In 1981 an article appeared in the Harvard Business Review written by John Welsh and Jerry White that was titled: “A small business is not a little big business”. The main point of their article was to highlight the fact that small firms should not be viewed as posing the same management problem as large ones. This is due to the problem of resource scarcity, a major constraint for the small business manager that is not present in large firms.
This scarcity of resources is widespread and can include a lack of money, time, employees, floor space, equipment and managerial talent. Small firms cannot easily survive strategic mistakes, which many of their larger counterparts might simply write off somewhere in their balance sheets at the end of the financial year. The majority of small firms are heavily dependent on continuous cash flow to keep solvent and cannot easily cope with sudden shocks such as changes to government policy, or the loss of a major client or contract.

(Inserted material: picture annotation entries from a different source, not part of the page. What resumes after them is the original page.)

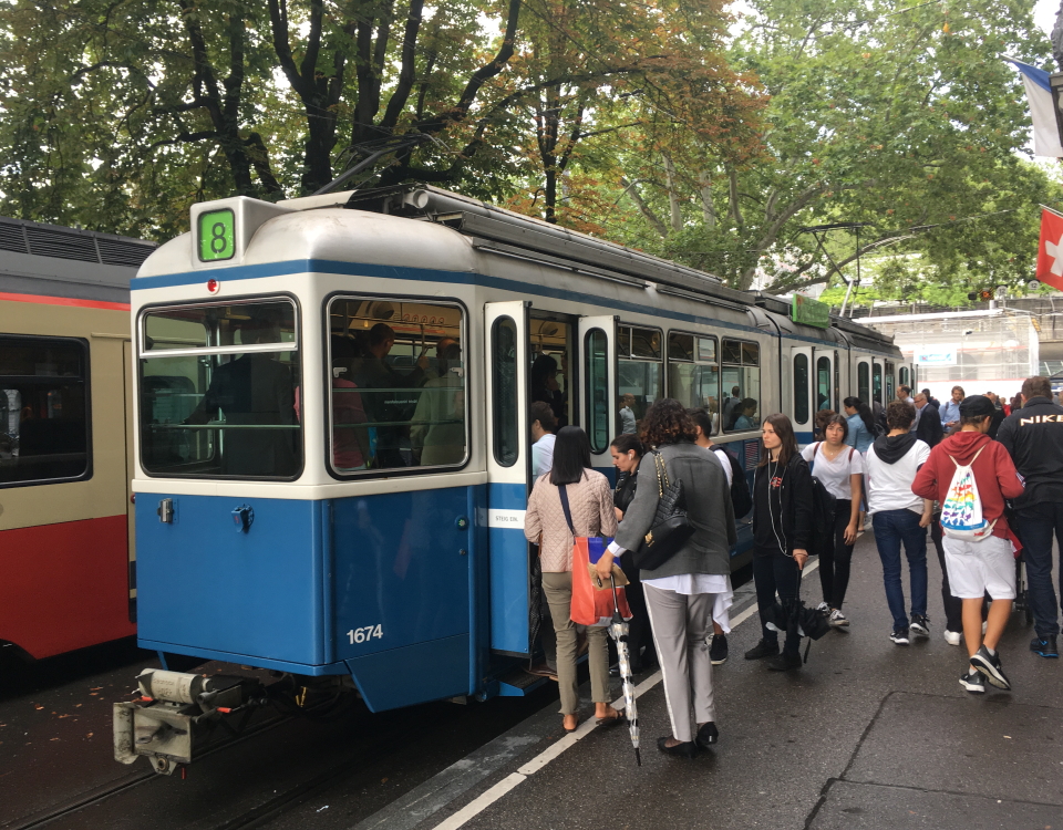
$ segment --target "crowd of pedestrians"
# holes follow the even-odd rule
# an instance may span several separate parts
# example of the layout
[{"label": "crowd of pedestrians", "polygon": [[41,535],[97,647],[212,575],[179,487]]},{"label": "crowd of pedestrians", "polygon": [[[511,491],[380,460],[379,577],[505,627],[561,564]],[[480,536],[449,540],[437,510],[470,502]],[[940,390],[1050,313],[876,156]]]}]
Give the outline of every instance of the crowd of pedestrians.
[{"label": "crowd of pedestrians", "polygon": [[[824,411],[818,440],[803,449],[789,418],[768,415],[752,492],[743,465],[713,444],[705,411],[670,398],[650,406],[638,434],[625,429],[610,447],[618,471],[612,488],[590,468],[586,434],[566,426],[555,438],[550,407],[533,404],[538,452],[525,532],[538,546],[565,728],[578,723],[571,548],[576,537],[601,536],[610,542],[595,566],[598,575],[608,579],[616,560],[630,580],[632,670],[660,665],[662,672],[671,735],[659,739],[660,750],[691,757],[718,741],[713,666],[727,660],[735,521],[751,510],[761,637],[746,660],[764,658],[780,672],[802,666],[802,615],[815,601],[802,599],[801,578],[812,556],[822,590],[815,611],[830,627],[849,629],[843,605],[865,513],[883,564],[894,643],[931,633],[929,529],[941,564],[943,635],[950,645],[967,645],[963,688],[1011,687],[998,646],[1016,598],[1020,552],[1036,632],[1030,649],[1057,657],[1063,573],[1057,599],[1052,551],[1053,539],[1063,542],[1063,406],[1044,377],[1028,378],[1020,398],[1021,407],[1005,409],[992,393],[968,396],[956,386],[941,405],[929,390],[901,386],[878,416],[848,397],[844,415]],[[651,543],[674,485],[684,494],[689,537],[663,563],[640,570],[639,551]],[[620,723],[623,715],[608,703],[605,630],[588,627],[586,636],[596,715],[601,724]]]}]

Resource scarcity also impacts on the small firm when it attempts to grow. By its nature growth requires more resources than stasis and the small firm must find people, equipment and of course money to fund it all. Fast growth can be a killer for small firms if they lack the necessary working capital to fund the expansion, and then the managerial capacity to deal with the new workloads. If the cash flow cycle is not adequately planned for and managed, the small firm can find itself running towards insolvency despite having a full order book and a busy workforce.
As Welsh and White explained in their article, the difference between small and large firms is the magnitude of the changes that are produced by growth. In large firms the relative rate of growth is typically modest; as such their financial statements indicate a system that is mostly in equilibrium. By contrast the small firm is rarely in equilibrium, the firm’s working capital requirement fluctuates substantially as does the cash flow. The amount of cash at bank is the primary focus of the owner manager in a small firm, but this will be determined by the firm’s break-even point, or the sales required for break-even. In a growth cycle the small firm’s break-even point will move as the business takes on more costs either variable or fixed. Unlike the large firm, growth in a small firm often sees overheads jump in steps, which moves the break-even point significantly, while revenues rise in a linear manner.

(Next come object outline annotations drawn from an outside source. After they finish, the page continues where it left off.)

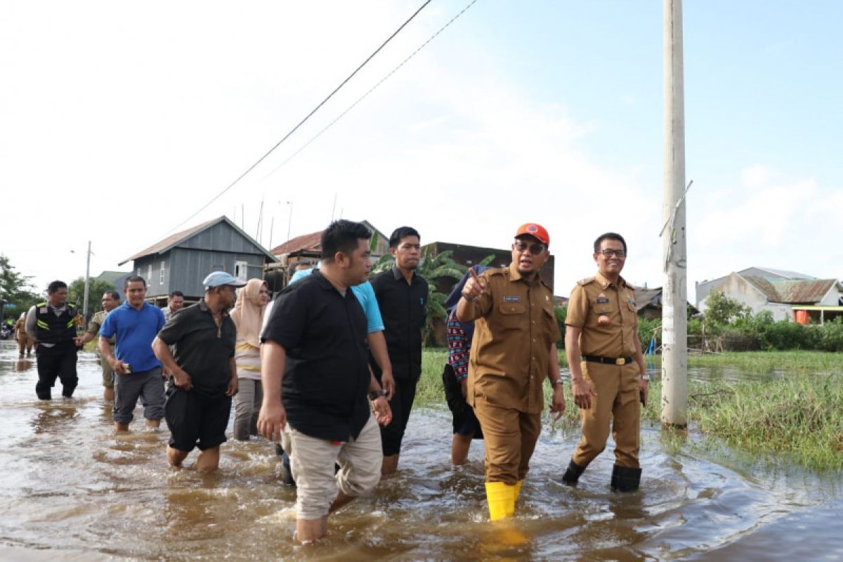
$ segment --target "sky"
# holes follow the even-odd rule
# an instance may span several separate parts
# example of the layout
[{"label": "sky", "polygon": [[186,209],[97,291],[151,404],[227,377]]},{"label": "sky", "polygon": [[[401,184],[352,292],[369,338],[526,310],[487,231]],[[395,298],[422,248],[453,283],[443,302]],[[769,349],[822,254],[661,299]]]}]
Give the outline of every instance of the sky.
[{"label": "sky", "polygon": [[[341,217],[496,248],[535,222],[557,295],[607,231],[662,286],[662,3],[477,0],[389,74],[470,3],[431,2],[202,209],[422,0],[3,0],[0,254],[42,291],[89,241],[92,276],[129,270],[221,215],[267,248]],[[753,265],[840,279],[843,3],[683,8],[689,300]]]}]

What this means is that for most small firms cash flow is more important than profit or return on investment figures. Maintaining sufficient liquidity to meet working capital requirements is the most important issue. The small business owner-manager is also likely to be treated quite differently than their counterpart from the big firm. Raising money for large firms is usually easier than for small ones, as the later lack the equity to use as leverage and often have negative equity in their balance sheet. The owner-manager is usually forced to put more risk over their family home to raise the necessary funds.

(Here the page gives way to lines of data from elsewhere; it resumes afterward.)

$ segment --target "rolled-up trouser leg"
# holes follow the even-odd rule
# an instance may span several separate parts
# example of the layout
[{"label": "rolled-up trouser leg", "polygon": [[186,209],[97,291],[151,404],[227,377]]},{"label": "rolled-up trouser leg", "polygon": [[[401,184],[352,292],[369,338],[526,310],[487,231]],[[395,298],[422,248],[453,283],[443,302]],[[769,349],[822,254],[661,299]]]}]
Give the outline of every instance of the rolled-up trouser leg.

Little has changed since 1981. The recent Global Financial Crisis has hit the cash flows of many small firms and the forthcoming return to growth will impose substantial challenges. Keeping an eye on the strategic goals is important for managers in small firms, but keeping watch on the basics is essential.
Focus on cash flow as a priority.
Forecast your working capital requirements against future planned growth and try to reduce this requirement over time.
Monitor your break-even sales on a regular basis and adjust against cash flow forecasts.
Recognise that turnover is less important than profitability, which is less important than liquidity.